Un engagement pour un paquet énergie climat plus ambitieux

Le changement climatique n’est désormais plus un problème pour les générations futures que l’on déconnecte de l’économie réelle. Il s’agit bien d’une préoccupation actuelle, partagée par un grand nombre de citoyens européens (sondage à l’appui*), et qui joue un rôle essentiel dans la croissance de notre économie et dans les perspectives d’emploi.

C’est ce constat qui amène l’Union Européenne à porter le projet en janvier 2014 d’un second paquet énergie climat. Ce projet fait aujourd’hui l’objet d’une résolution européenne que je présente en tant que rapporteur dans la commission des Affaires européennes et à la commission du développement durable (plus d’information en bas de l’article). Par la suite, ce projet sera discuté devant le Conseil Européen les 23 et 24 octobre 2014.

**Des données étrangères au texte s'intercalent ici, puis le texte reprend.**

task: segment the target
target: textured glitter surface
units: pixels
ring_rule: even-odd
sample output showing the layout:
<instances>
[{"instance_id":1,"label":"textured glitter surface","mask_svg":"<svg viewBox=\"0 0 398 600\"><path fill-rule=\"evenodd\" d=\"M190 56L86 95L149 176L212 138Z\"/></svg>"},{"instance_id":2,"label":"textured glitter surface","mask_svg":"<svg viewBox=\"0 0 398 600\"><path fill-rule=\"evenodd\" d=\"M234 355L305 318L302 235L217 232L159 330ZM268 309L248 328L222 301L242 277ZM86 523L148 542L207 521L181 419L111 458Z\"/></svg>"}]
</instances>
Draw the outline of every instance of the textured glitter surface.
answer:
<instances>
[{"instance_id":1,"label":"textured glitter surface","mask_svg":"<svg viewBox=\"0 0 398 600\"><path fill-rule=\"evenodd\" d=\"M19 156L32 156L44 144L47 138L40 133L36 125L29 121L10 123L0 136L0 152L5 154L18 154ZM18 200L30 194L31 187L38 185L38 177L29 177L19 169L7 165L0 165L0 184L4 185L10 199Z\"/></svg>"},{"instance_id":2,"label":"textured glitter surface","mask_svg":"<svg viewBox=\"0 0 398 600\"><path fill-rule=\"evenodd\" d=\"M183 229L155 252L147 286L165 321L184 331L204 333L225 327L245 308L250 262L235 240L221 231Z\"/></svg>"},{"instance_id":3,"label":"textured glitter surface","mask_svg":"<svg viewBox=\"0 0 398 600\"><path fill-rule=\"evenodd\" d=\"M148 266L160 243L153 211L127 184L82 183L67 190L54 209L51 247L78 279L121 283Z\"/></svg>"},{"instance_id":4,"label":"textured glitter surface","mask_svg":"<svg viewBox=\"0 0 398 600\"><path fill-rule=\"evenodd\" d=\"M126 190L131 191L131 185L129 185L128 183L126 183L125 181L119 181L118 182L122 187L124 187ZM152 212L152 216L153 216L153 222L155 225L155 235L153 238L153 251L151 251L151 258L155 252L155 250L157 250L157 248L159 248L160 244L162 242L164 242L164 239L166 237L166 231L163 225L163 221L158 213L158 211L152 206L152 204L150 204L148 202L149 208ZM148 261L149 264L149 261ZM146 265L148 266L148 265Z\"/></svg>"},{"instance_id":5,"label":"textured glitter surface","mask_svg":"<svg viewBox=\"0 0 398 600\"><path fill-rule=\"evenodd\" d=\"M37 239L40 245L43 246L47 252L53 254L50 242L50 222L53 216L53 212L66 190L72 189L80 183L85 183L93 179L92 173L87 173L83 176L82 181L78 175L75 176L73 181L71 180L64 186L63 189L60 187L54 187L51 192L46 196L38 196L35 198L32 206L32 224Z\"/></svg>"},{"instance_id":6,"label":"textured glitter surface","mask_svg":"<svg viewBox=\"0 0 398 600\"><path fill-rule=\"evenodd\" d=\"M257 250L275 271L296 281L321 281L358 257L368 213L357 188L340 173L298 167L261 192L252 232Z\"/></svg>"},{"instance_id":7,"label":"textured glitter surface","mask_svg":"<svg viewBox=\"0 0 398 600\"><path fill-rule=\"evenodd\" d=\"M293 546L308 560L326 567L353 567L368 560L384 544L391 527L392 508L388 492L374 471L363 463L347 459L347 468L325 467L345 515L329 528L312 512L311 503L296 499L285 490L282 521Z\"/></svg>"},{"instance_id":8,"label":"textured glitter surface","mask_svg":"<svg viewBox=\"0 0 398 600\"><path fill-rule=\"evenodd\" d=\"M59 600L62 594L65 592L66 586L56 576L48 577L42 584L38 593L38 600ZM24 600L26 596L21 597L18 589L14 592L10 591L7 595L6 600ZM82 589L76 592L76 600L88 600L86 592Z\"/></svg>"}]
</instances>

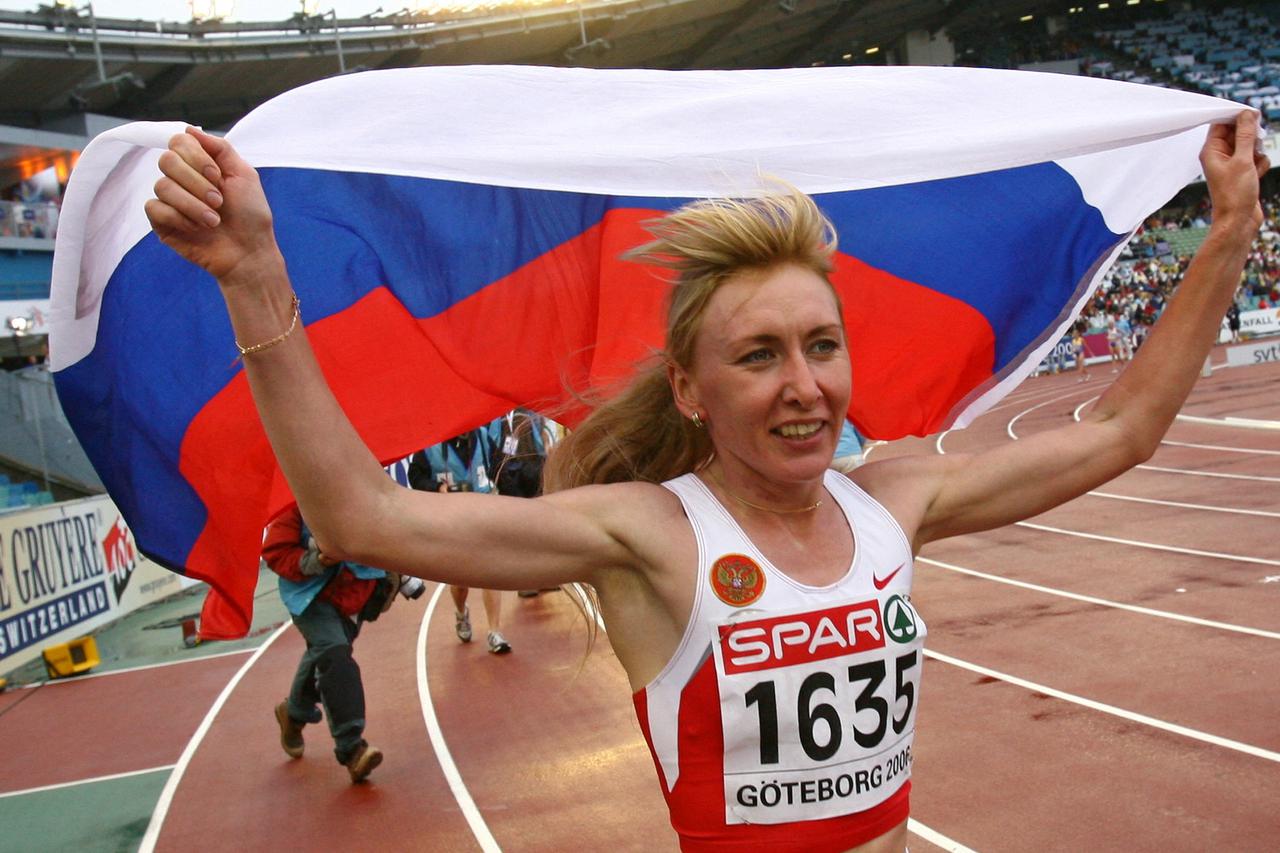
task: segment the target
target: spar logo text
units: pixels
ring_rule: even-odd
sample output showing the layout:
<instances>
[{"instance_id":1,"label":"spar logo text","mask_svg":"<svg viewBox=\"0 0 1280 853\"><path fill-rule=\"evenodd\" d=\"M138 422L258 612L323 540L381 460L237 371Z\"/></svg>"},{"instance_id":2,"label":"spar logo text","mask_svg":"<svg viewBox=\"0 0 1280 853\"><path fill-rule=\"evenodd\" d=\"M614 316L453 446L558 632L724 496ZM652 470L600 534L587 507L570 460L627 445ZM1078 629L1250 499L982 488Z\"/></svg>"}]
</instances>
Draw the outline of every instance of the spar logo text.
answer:
<instances>
[{"instance_id":1,"label":"spar logo text","mask_svg":"<svg viewBox=\"0 0 1280 853\"><path fill-rule=\"evenodd\" d=\"M875 599L720 626L727 675L828 660L884 648Z\"/></svg>"}]
</instances>

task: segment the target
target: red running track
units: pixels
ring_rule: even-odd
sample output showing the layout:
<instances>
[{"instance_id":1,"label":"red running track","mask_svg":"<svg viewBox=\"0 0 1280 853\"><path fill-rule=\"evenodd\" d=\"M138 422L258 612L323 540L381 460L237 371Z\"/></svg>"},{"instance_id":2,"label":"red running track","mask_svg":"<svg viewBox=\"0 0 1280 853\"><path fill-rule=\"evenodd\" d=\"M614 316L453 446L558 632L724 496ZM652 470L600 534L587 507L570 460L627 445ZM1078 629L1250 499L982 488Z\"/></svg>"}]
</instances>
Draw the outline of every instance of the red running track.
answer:
<instances>
[{"instance_id":1,"label":"red running track","mask_svg":"<svg viewBox=\"0 0 1280 853\"><path fill-rule=\"evenodd\" d=\"M1094 376L1032 379L943 447L1010 441L1014 417L1023 436L1067 423L1110 379ZM1219 371L1184 412L1280 420L1278 380L1276 366ZM1011 526L921 555L914 599L933 657L912 797L920 824L984 853L1275 849L1280 431L1180 421L1168 438L1227 449L1169 444L1151 468L1099 490L1165 503L1085 496L1030 520L1061 532ZM871 457L934 452L934 439L913 439ZM1082 533L1110 539L1073 535ZM479 849L423 722L421 603L398 603L357 643L368 737L387 753L370 784L347 782L322 728L308 729L304 759L280 751L271 708L301 651L289 631L248 670L196 748L158 848ZM584 632L562 594L508 596L515 650L495 658L480 643L457 643L447 600L438 610L427 632L430 694L496 847L674 850L607 637L582 664ZM233 660L224 667L241 662ZM227 677L226 669L210 676ZM162 708L164 680L133 686L145 697L137 704ZM74 707L51 703L45 713ZM22 710L6 715L0 735ZM126 754L144 746L120 737ZM172 762L174 751L147 760ZM92 775L71 760L50 778ZM938 849L919 835L911 847Z\"/></svg>"}]
</instances>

Le 1er paquet énergie climat avait fixé trois objectifs à l’horizon 2020 avec notamment la règle des 3*20% :

  • Réduire de 20% des émissions de gaz à effet de serre (par rapport au niveau de 1990)
  • Faire passer la part des énergies renouvelables à 20% du mix énergétique
  • Accroître l’efficacité énergétique de 20% d’ici à 2020

Les objectifs fixés par ce premier paquet énergie climat en 2008 sont en voie de réalisation. Les effets de ces propositions sont positifs et permettent d’aborder sereinement un triple défi: celui de la compétitivité européenne,  celui de la lutte contre le dérèglement climatique et enfin celui de la sécurité énergétique en Europe.

Afin de poursuivre le parcours engagé, la commission a proposé en janvier 2014 des objectifs ambitieux pour le second paquet énergie climat :

  • Baisser de 40% des gaz à effets de serre (par rapport au niveau de 1990)
  • Faire passer la part des énergies renouvelables à 27% % au moins du mix énergétique
  • Augmenter l’efficacité énergétique de 30% d’ici à 2030

Ce second paquet énergie maintient et renforce le cap d’une amélioration de notre consommation énergétique dans l’objectif d’un contrôle du réchauffement climatique. Le principe central reste le même : L’énergie non-consommé est l’énergie la meilleure.

Ces objectifs importants pour l’UE et pour la France apparaissent comme des vecteurs d’un renouveau industriel nécessaire, susceptible de créer des emplois dans un secteur dynamique, et qui sera source d’innovation pour les pays européens.

Au-delà des discours et des intentions, l’Europe et la France se doivent de rester les fers de lance de la lutte contre le réchauffement climatique en adoptant des objectifs exemplaires et en s’engageant à les atteindre. La commission Juncker, nouvellement élue, devra porter et incarner cet engagement écologique.

A l’heure où les institutions européennes sont critiqués, où l’idéal européen est trop souvent remis en cause, ce sont ces thèmes fédérateurs qui nous rappellent l’utilité de ce projet commun.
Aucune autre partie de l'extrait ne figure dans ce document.